Landrat Thomas Reinhardt ärgert sich mächtig über die Bahn. In einem Brief an den Konzernbevollmächtigten der Deutschen Bahn für das Land Baden-Württemberg listet er die Zugausfälle der vergangenen Wochen auf und weist auf die „gravierenden Verspätungen“ ebenso hin wie auf die Kapazitätsprobleme aufgrund einer nicht ausreichenden Anzahl von Triebwagen. „Die Häufung von Zugausfällen, Verspätungen und Kapazitätsproblemen lässt aus unserer Sicht nur den Schluss zu, dass die RAB (Anmerkung: die Bahntochter Regionalverkehr AlbBodensee) überfordert ist und es anscheinend auch an Unterstützung von Seiten des Konzerns mangelt“, heißt es im Brief. Für die DB AG müsse es doch möglich sein, bei Fahrzeugproblemen kurzfristig Ersatzfahrzeuge zu stellen.

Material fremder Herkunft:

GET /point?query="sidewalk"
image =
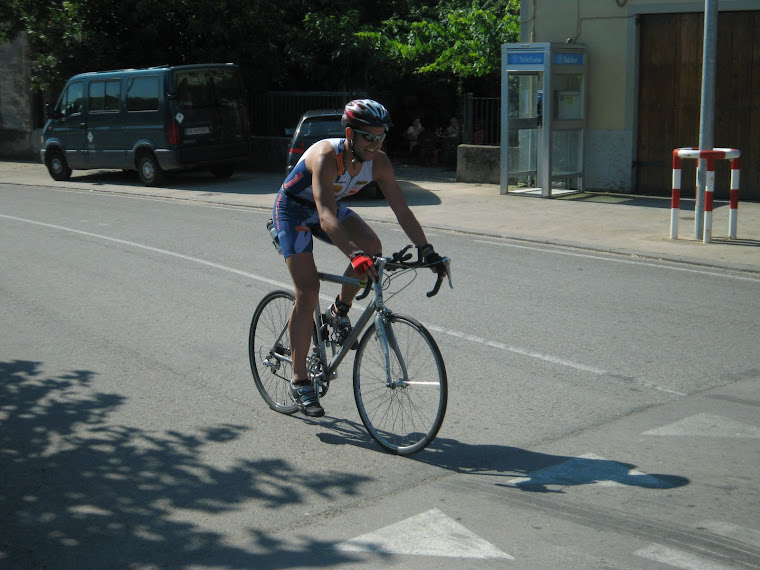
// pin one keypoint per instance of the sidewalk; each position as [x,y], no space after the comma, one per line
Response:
[620,223]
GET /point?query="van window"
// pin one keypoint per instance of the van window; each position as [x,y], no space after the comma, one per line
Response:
[208,89]
[104,96]
[142,94]
[72,100]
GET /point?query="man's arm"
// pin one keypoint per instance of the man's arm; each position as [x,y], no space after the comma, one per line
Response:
[324,169]
[394,195]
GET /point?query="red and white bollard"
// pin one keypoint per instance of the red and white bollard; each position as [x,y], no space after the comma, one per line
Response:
[710,156]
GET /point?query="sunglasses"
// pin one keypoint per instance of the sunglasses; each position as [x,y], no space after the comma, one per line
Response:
[370,137]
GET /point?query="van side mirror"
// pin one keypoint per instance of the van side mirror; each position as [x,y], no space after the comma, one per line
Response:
[52,112]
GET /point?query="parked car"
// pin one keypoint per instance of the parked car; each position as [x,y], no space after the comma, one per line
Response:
[313,126]
[149,120]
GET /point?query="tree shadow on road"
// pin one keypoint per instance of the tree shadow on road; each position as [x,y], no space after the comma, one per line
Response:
[79,491]
[541,472]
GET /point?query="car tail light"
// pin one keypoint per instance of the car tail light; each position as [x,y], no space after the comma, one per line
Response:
[300,148]
[174,132]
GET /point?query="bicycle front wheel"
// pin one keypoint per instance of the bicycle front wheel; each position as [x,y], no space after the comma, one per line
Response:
[269,350]
[403,412]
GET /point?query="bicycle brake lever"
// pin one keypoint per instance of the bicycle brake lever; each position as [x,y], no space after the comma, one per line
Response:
[437,287]
[367,288]
[439,280]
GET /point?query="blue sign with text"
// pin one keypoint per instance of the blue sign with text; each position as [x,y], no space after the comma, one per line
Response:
[568,59]
[525,59]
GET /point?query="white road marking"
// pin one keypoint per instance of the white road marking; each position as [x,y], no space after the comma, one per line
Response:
[621,260]
[279,284]
[431,533]
[518,350]
[707,425]
[589,469]
[679,558]
[730,530]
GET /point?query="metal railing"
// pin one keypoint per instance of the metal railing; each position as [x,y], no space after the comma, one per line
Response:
[482,120]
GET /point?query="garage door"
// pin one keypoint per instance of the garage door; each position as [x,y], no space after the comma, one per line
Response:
[670,83]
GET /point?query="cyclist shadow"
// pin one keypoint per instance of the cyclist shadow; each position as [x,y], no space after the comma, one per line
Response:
[521,469]
[541,472]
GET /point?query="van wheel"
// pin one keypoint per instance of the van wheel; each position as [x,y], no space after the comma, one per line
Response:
[223,170]
[57,165]
[149,171]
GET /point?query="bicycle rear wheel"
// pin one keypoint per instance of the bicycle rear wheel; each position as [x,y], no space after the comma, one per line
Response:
[269,350]
[405,416]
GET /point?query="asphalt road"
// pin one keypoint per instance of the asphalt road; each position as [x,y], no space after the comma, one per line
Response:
[602,410]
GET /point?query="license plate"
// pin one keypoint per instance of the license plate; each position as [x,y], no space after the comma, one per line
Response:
[198,131]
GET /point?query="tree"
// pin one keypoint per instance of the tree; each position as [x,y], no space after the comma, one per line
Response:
[464,41]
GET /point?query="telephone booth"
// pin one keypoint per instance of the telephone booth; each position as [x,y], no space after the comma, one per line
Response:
[543,115]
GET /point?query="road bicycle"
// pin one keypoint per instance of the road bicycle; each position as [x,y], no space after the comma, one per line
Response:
[399,376]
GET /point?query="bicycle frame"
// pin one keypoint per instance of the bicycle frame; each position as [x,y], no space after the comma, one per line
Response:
[377,306]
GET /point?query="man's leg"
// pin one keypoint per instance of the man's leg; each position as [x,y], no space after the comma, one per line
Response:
[366,238]
[303,271]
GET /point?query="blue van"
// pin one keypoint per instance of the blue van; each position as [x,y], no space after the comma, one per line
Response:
[150,120]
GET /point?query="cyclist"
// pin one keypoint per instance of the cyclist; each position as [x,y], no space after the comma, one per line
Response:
[308,205]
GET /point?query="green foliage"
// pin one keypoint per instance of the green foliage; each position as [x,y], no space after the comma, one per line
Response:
[281,44]
[464,42]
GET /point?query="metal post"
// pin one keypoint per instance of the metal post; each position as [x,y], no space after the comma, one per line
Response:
[468,127]
[707,109]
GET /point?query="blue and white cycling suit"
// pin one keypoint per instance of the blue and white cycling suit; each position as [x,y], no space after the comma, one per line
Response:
[295,214]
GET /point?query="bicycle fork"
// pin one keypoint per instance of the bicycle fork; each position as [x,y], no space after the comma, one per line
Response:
[388,342]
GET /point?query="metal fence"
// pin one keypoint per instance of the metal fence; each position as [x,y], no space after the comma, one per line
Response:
[273,112]
[482,120]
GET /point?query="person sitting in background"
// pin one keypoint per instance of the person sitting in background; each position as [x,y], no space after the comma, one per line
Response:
[453,129]
[413,134]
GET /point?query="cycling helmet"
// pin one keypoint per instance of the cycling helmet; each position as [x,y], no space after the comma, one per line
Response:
[366,113]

Überhaupt nicht nachvollziehbar sei, dass bei Erkrankungen von Lokführern kein Ersatzpersonal zur Verfügung steht. Von jedem mittelständischen Busunternehmer werde erwartet, dass sich personelle Engpässe nicht auf den Fahrplan auswirkten. „Die RAB kann bzw. will sich anscheinend kein Ersatzpersonal für Notfälle leisten“, unterstellt der Landrat mit dem Seitenhieb darauf, dass die RAB gleichzeitig in der Lage sei, rund 62 Millionen Euro an den Konzern abzuführen. „Hier könnte unterstellt werden, dass Gewinnmaximierung auf dem Rücken des Fahrgasts betrieben wird.“ Reinhard kritisiert die Bahn nicht nur für ihre schlechte Informationspolitik.
Entschuldigungen habe es nur in Einzelfällen gegeben.
Es würde nur auf Anfragen vonseiten der Presse reagiert, zunächst jedoch würden Probleme totgeschwiegen. Reinhard appellierte an den Konzernbevollmächten, sich hier einzuschalten, damit derartige Beeinträchtigungen künftig vermieden werden.
Mit seinem Wutbrief ist Reinhardt nicht allein. Der SPD-Landtagsabgeordnete Andreas Stoch hatte sich im Juni an die DB Regio gewandt, die zwar versichert hatte, „mit Hochdruck“ an der Beseitigung der Mängel zu arbeiten.
Trotzdem traten weiterhin Probleme auf der Brenzbahn auf. „Viele Pendler, die auf Pünktlichkeit angewiesen sind, drohen sich von einer Nutzung der Brenzbahn und damit des öffentlichen Schienenpersonennahverkehrs abzuwenden“, befürchtet Stoch. „Das kann und darf nicht im Sinne des Mobilitätskonzepts der Landesregierung liegen.“ Deswegen bittet Stoch seinen früheren Kabinettskollegen nachdrücklich, seinen Einfluss als Verkehrsminister auf die Deutsche Bahn dahingehend auszuüben, dass sich die nicht hinnehmbaren Zustände auf der Brenzbahn baldmöglichst und nachhaltig bessern.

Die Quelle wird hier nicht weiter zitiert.